Elizabeth, I'm still trying to figure out the scene of the wreckage too--and why is the island underwater at the beginning of the season?
Aimee, I interpreted the crash footage as another confirmation that the island was indeed real, and that everything that happened there was real.
ReplyDeleteNow, in the Sideways world, which was actually the characters' Purgatory, the island was submerged. They didn't need it any longer to "work out" their life issues before moving on - they only needed their memories of it and of one another, which would come, of course, when each individual was ready.
Although I did like the characters moving on Paradise, I was not completely satisfied with the ending, simply because there were too many unanswered questions regarding the island itself.
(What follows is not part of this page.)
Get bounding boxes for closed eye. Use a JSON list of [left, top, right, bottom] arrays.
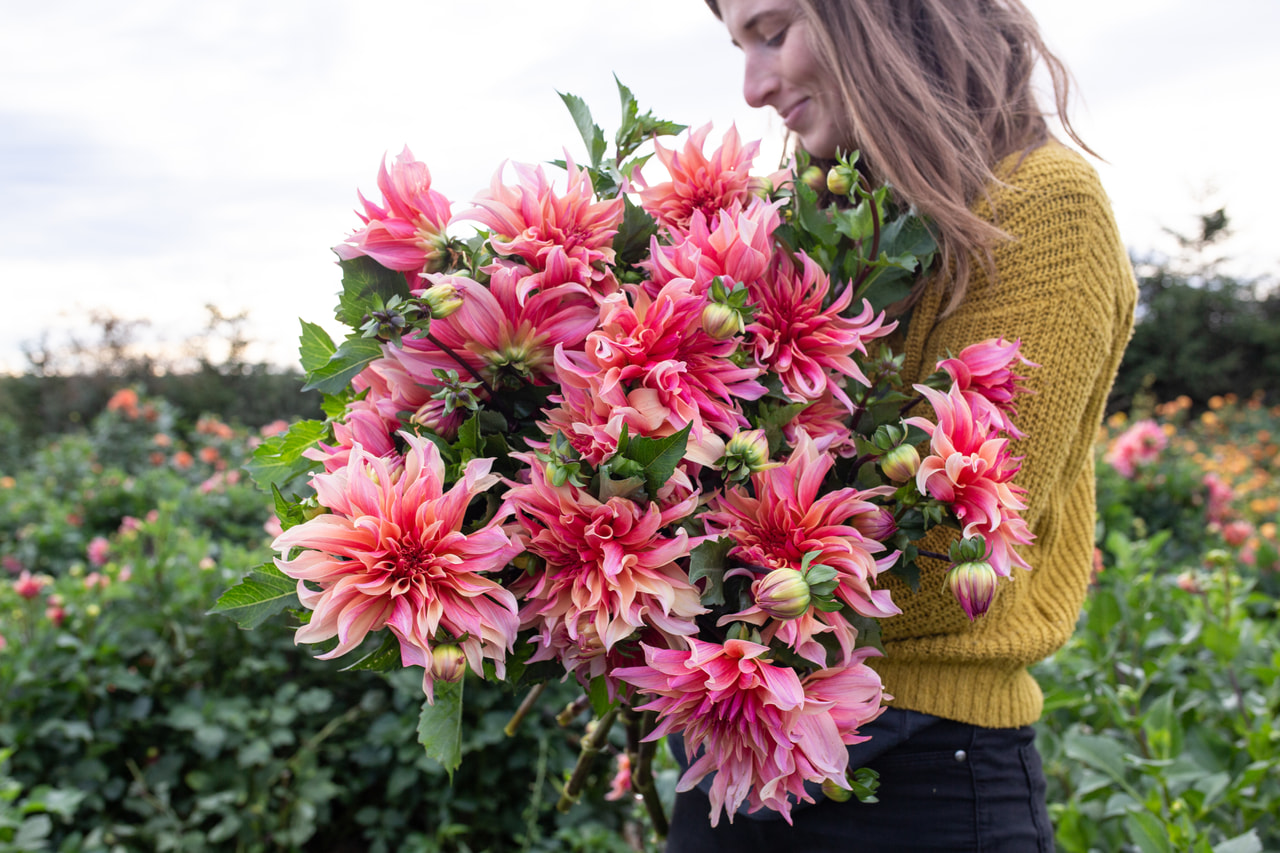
[[764, 25, 789, 48]]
A few unexplained mysteries would have been one thing, but dozens of them? Blech . . .
I've been doing a lot of Lost reading this week and I have to say that the single most frustrating thing is people saying, "See!!! It was purgatory all along!!" because it WASN'T. All of it was real -- only the sideways scenes in the final season were a kind of purgatory-like experience. The producers didn't lie, nor were they being coy -- the castaways were very much alive after the crash of Oceanic 815.
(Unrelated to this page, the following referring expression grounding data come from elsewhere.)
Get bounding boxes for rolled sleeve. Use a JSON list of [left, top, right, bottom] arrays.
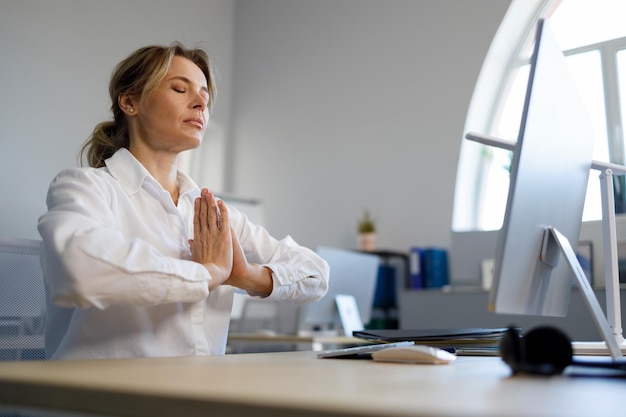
[[232, 213, 330, 303]]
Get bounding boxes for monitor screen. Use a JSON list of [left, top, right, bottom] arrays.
[[487, 19, 594, 317], [300, 246, 380, 332]]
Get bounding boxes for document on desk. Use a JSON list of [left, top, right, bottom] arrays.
[[317, 341, 415, 359], [352, 328, 512, 349]]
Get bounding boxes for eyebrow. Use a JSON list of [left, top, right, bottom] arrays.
[[168, 76, 209, 94]]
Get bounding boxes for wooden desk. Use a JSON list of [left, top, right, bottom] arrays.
[[0, 351, 624, 417]]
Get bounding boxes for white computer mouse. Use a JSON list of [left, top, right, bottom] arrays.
[[371, 344, 456, 364]]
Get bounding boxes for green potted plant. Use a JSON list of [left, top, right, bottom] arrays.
[[357, 210, 376, 251]]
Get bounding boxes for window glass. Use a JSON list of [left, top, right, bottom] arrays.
[[493, 66, 530, 141], [468, 0, 626, 230], [616, 49, 626, 151], [565, 51, 606, 221], [481, 65, 530, 230], [551, 0, 626, 50]]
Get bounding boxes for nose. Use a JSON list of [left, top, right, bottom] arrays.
[[192, 99, 206, 112], [192, 90, 208, 112]]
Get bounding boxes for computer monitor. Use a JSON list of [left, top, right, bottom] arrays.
[[465, 19, 625, 359], [299, 246, 380, 332], [488, 18, 594, 317]]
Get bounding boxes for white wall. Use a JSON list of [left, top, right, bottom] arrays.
[[228, 0, 510, 252], [0, 0, 235, 239], [1, 0, 510, 258]]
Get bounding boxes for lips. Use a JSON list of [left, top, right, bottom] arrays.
[[185, 117, 204, 129]]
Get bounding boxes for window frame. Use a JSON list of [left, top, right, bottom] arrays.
[[453, 0, 626, 231]]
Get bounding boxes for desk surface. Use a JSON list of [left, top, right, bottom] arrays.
[[0, 351, 625, 417]]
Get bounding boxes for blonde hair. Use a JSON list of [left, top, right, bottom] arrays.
[[80, 42, 216, 168]]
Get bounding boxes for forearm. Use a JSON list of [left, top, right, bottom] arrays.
[[226, 264, 273, 297], [227, 206, 329, 302], [40, 228, 211, 309], [38, 170, 211, 309]]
ReplyDeleteThe second most thing that makes me batty is people insisting that the finale was in some way "Christian." yes, there were a few elements that could have been interpreted that way I guess, but yo. There was no mention of Christ, and we as Christians definitely don't subscribe to the belief that all it takes to "move on" to eternity is working through your issues and letting go. It's like when people say "I'm not religious, I'm spiritual." It has nothing to do with Christ or Christianity.
But yeah, any allusion to an afterlife in modern television? is somehow construed as "Christian."